Tuesday, April 10, 2012

Is Sexual Assault An ND Football Tradition?

There definitely appears to be a trend of accusations and intimidation of accusers:
Seeberg's treatment certainly woke up the echoes. There was the 2002 case in which three football players and a former player were expelled after they were accused of gang-raping a woman (only one none of the four men was charged with a crime convicted, and none served time in jail). "No one's going to believe you," the accuser says she was told. When she went to the cops anyway, Notre Dame officials "treated me horribly at every opportunity." They wouldn't let her park her car on campus, despite her fears that the players would come after her.

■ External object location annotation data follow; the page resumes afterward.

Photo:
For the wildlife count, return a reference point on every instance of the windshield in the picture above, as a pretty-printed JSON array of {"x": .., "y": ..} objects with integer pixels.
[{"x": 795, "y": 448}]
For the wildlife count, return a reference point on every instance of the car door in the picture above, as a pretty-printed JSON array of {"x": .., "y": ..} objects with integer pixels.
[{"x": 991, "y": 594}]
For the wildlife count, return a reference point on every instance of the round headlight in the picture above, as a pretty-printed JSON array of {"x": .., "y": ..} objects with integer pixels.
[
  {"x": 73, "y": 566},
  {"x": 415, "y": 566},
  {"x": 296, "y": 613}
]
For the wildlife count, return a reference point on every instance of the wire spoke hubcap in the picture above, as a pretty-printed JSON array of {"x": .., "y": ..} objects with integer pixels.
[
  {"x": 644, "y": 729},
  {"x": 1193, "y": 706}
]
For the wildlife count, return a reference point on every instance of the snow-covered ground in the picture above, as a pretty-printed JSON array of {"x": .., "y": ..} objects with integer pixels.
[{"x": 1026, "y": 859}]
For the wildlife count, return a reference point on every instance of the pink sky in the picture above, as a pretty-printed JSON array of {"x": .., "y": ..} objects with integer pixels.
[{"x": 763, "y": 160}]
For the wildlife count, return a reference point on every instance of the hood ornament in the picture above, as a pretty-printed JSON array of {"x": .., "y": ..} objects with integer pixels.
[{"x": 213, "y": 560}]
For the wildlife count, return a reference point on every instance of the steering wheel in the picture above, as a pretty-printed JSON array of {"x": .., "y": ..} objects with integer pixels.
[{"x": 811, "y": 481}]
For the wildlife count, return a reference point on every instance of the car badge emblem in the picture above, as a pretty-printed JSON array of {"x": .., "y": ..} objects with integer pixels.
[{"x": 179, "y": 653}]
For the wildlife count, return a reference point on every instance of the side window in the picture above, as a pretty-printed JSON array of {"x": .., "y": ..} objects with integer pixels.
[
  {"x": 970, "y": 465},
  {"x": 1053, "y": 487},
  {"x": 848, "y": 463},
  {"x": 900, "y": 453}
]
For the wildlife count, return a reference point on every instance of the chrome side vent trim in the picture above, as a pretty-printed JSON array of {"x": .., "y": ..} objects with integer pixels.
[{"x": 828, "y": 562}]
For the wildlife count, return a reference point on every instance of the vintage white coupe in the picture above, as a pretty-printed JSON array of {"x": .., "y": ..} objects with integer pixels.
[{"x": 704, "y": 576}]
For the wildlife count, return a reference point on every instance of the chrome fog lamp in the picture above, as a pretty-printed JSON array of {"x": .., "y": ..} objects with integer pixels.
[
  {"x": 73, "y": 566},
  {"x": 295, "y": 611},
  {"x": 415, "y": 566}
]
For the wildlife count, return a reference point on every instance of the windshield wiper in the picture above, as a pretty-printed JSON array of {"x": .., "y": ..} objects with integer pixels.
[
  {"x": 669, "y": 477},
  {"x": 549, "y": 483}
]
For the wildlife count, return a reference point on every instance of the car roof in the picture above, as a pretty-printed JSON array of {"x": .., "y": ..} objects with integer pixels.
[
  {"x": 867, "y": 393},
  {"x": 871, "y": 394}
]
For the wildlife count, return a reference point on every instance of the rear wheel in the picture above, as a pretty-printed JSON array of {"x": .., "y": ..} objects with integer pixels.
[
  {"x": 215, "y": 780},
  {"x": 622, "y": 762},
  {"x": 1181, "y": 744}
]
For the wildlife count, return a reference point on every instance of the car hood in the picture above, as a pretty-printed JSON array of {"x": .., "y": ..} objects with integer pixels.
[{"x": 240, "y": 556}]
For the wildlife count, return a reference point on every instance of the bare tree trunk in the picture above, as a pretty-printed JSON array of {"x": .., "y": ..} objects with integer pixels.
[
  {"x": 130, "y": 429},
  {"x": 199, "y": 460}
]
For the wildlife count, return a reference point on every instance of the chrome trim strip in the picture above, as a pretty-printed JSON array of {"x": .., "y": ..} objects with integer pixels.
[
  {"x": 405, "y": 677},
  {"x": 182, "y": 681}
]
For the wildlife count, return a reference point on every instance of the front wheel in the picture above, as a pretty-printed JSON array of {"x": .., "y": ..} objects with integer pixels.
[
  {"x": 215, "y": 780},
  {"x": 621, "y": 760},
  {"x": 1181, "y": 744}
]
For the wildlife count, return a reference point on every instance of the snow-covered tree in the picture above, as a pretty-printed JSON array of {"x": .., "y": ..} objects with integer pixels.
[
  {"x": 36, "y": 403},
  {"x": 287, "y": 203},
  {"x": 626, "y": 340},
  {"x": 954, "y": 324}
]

The counseling center turned her away because of "pending legal matters," the accuser says, "though the legal matter they were talking about was the state versus these four rapists." There was a woman who in 1974 accused six Notre Dame football players of gang-raping her. She was hospitalized and spent a month in psychiatric care, but that didn't stop a university administrator from calling her "a queen of the slums with a mattress tied to her back." There was the 17-year-old St. Mary's student who in 1976 was raped by three men, two of whom had been accused in the 1974 case. The men were caught in the act. The woman says her resident assistant brought her to a top St. Mary's official, who informed her one of the men had raped another St. Mary's student. After that, she tells Henneberger, "I was told to shut up and mind my own business."
In February 2011, another woman said she was raped by an ND football player at an off-campus party. A resident assistant—who herself had been raped and subsequently shunned by campus officials—took her to the hospital, then to her (the resident assistant's) parents' home.
There, her mother made breakfast and her father watched in horror as the young woman received text after text from the player's friends. "My wife and I looked at them, and they were trying to silence this girl." After the father informed Notre Dame officials about the texts, he said, they promised to get the guys to "knock it off."
Big time college sports have completely corrupted our university system.  Notre Dame's record appears abysmal and more should be expected of it than many other schools, but most major colleges allow players to get away with lots of things.  Anything to keep the money spigot flowing.